Não deve ser por acaso que esta contestação atingiu o seu clímax (agora, com este governo praticamente em gestão, provavelmente baixará de tom) no pico da discussão do Orçamento de Estado, tendo na mira obter ganhos conjunturais para os grupos de interesse envolvidos. É sempre assim e ninguém leva a mal. O que é particularmente estranho é que este alarido surja quando os hospitais estão a tentar recuperar o tempo e o trabalho perdidos, após um ano e meio subjugados pela pandemia.
Os hospitais consomem já perto de 68% do orçamento corrente do SNS para cuidados de saúde, numa voragem insaciável que deixa para trás a saúde mental, a saúde pública, a saúde preventiva, os cuidados de evolução prolongada, os cuidados primários e domiciliários. Cria-se, com isso, um círculo vicioso, em que o setor hospitalar vai respondendo a tudo e a todos e as outras áreas apresentam deficits evidentes de resposta. É por isso que a procura hospitalar está sempre a aumentar, as urgências voltam a encher-se e as listas de espera também. Os hospitais são assim e a contragosto, a âncora do SNS e de todo o sistema de saúde, onde tudo começa e, infelizmente, muitas vezes, também onde tudo acaba. A ideia, tão recomendável, de termos médicos de família que cuidem em primeira instância de todos e cada um de nós, aconselhando, controlando e tratando as afeções de menor complexidade, retiraria dos hospitais muitos doentes, quer nas consultas externas e nos internamentos (com diagnóstico e tratamento precoce a ser realizado na medicina familiar), quer, sobretudo, nas urgências.
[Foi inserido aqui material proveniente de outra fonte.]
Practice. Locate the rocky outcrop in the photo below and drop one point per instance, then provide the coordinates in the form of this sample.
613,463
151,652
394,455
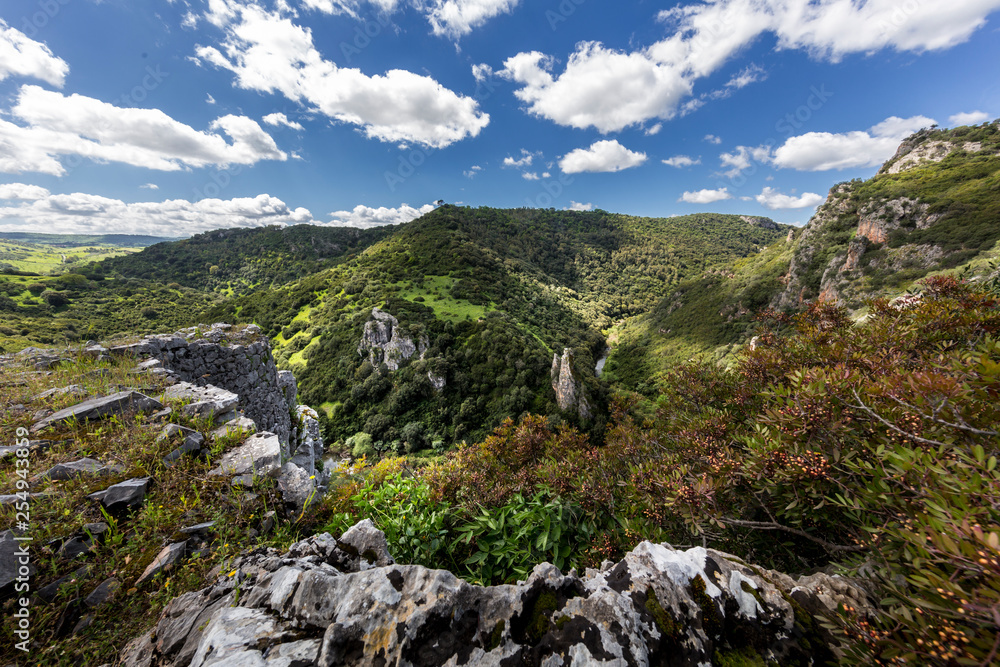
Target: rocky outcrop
345,602
837,204
569,390
911,155
759,221
384,343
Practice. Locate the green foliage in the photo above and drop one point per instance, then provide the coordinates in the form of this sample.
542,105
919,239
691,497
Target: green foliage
872,445
241,260
508,541
403,508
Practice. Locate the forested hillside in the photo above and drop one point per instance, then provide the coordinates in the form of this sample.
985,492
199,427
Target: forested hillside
240,260
933,208
486,297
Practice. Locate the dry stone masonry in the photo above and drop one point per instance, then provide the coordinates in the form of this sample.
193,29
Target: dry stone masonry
238,361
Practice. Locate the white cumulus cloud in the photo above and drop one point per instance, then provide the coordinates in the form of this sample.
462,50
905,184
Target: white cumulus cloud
448,18
22,191
705,196
365,216
821,151
520,163
680,161
24,57
611,89
56,125
774,200
277,118
970,118
602,156
82,213
268,52
455,18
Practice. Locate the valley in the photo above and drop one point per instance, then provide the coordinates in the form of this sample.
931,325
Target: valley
482,390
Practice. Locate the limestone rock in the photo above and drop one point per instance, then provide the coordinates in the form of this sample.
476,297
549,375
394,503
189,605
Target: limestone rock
437,381
123,498
297,486
383,341
207,401
367,541
84,541
656,606
569,390
244,424
15,566
260,455
64,471
123,402
167,557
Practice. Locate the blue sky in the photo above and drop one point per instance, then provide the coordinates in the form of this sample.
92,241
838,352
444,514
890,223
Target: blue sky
172,117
Como bem sabemos não é isso que se passa, com cerca de 7 milhões de urgências por ano e milhares de consultas hospitalares evitáveis ou inúteis. Esta pletora da procura desvirtua a função diferenciadora da medicina hospitalar, frustra e desgasta o trabalho dos profissionais e mobiliza cada vez mais recursos. Os nossos hospitais, com um parque instalado de mais de 21 mil camas, gastarão este ano mais de 8 mil milhões de euros, num esforço público enorme que poderia ser muito melhor aproveitado.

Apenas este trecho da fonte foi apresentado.